From education to employment

Could the Government be doing more to address the potential impacts of youth unemployment?

Sam Robinson is a Senior Researcher at Bright Blue, a liberal conservative think tank.

Spring has well and truly sprung, as people have been revelling in their first trip to the pub since restrictions eased recently. The vaccine rollout is steaming ahead. Meanwhile, online job vacancies are approaching pre-pandemic levels as businesses are gearing up to hire more staff. After months of COVID-induced misery, it really does seem that the worst is now behind us.

But we shouldn’t get too carried away with this optimism. Even though the economy is inching back towards where it was in 2020, a year of widespread unemployment will leave its mark. This is particularly the case among young people, who accounted for over 60% of the fall in payrolled employees seen since February 2020 and saw some of the sharpest levels of pay deterioration.

Many of these jobs will, of course, return as sectors such as hospitality and retail reopen. But the economic bruising young people have endured over the past year is unlikely to clear up that easily. Young people are overrepresented in sectors that are forecast to undergo a slower recovery, and underrepresented in sectors where there is likely to be strong jobs growth. Sluggish jobs recovery among the young should worry us: not only is the pay scarring, or effect on the lifetime earnings of young people, expected to be to the tune of £14.4 billion over the next seven years, but the economic cost of persistent youth unemployment is set to be £5.9 billion – and that’s just for 2021.

Happily, the Government has taken action to curtail the impact of COVID on youth unemployment. In particular, the Kickstart scheme – which provides funding to employers to create placements for 16-24 year olds on Universal Credit – is a sensible approach that targets those young people most in need of support and also provides them with genuine experience that will offer a crucial springboard for their careers.

But it is clear that the scheme so far has proven not to match the challenge facing young people in the labour market. As of late April, just 16,500 young people have been placed into Kickstart roles. This is against a backdrop of 437,000 people under 25 losing employment. In some areas, the scheme has fared particularly poorly: only 490 people have started on Kickstart placements in the north-east of England.

Evidently, the Kickstart scheme needs reforming: given the urgency of getting young people back into work, the introduction of the scheme has simply been too slow.

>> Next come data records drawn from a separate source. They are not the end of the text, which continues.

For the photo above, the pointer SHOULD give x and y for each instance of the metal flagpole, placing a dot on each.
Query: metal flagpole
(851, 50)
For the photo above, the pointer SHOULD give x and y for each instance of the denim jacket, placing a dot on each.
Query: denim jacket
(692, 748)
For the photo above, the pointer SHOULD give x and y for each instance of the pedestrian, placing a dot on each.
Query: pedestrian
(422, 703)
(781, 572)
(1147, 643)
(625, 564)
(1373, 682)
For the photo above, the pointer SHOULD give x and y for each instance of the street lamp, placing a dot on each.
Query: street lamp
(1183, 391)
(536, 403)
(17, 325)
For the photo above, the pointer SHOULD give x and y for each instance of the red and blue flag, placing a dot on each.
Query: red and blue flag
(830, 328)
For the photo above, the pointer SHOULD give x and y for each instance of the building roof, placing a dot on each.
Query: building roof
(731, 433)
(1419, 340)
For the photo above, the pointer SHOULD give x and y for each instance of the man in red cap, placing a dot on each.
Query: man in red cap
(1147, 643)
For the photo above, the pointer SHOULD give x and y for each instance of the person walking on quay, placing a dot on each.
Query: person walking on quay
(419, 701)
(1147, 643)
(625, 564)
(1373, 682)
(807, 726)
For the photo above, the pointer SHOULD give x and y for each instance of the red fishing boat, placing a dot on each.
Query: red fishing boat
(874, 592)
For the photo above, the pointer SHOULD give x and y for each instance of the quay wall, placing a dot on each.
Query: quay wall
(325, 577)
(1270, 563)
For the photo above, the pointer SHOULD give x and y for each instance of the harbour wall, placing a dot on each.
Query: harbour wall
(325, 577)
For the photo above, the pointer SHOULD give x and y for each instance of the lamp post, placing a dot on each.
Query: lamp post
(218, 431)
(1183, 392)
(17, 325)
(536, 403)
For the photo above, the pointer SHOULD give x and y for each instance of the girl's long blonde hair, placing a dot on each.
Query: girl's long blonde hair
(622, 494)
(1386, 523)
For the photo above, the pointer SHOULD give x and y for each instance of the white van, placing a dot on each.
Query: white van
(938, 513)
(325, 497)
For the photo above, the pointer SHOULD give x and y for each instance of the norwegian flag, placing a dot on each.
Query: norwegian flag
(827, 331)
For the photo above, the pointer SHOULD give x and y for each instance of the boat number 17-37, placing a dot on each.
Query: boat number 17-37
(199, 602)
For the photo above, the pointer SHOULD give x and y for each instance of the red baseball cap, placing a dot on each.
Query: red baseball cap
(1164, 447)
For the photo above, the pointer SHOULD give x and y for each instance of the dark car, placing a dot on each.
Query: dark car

Indeed, full rollout of the scheme would take 22 years at the current rate, according to Labour.

Amid the looming threat of persistent youth unemployment, it is time for the Government to think more creatively about other policy levers that could be used to help young people, both now and in the aftermath of COVID-19.

The Lifetime Skills Guarantee (LSG) is, like the Kickstart scheme, a well-targeted policy with a great deal of potential. The LSG offers free qualifications to any adult who has not already achieved a level three qualification, which is equivalent to A-Levels. But, like the Kickstart scheme, it falls short of its potential to mitigate the impacts of COVID-19. A number of large sectors, including hospitality, media, retail and teaching are not included in the policy. Taken together, the sectors excluded from the Lifetime Skills Guarantee account for over 9.4 million jobs. Considering that many of the excluded sectors are among those hardest hit by the pandemic, this surely limits the effectiveness of the scheme in supporting the post-pandemic jobs recovery.

The scheme has another Achilles heel. While it is badged as a ‘lifetime’ skills guarantee aimed at helping workers to reskill, the scheme is only open to those without a level three qualification. Those young people who have such a qualification, but are looking to reskill after the pandemic, are short of support.

Admittedly, the Government has already outlined a pragmatic approach to ensuring everybody – with or without level three qualifications – is able to access support to reskill. The Lifelong Loan Entitlement, set out in the ‘Skills for jobs’ White Paper last year, will provide individuals with a loan entitlement, equivalent to four years of post-18 education, to use over their lifetime. The problem is that it will not be offered until 2025, when many thousands of people up and down the country are struggling right now to adjust to the enormous economic upheaval of the past year. Ensuring flexible reskilling support must be an urgent priority, as a generation of graduates and school leavers struggle to establish themselves in the labour market.

Whether through bolstering the Kickstart scheme, expanding the Lifetime Skills Guarantee, or bringing forward planned schemes such as the Lifelong Loan Entitlement, there is plenty of scope for the UK Government to be more ambitious in its response to youth unemployment. If we want to get young people back to work quickly in the aftermath of COVID-19, there is a lot of work still to do.

Sam Robinson is a Senior Researcher at Bright Blue, a liberal conservative think tank.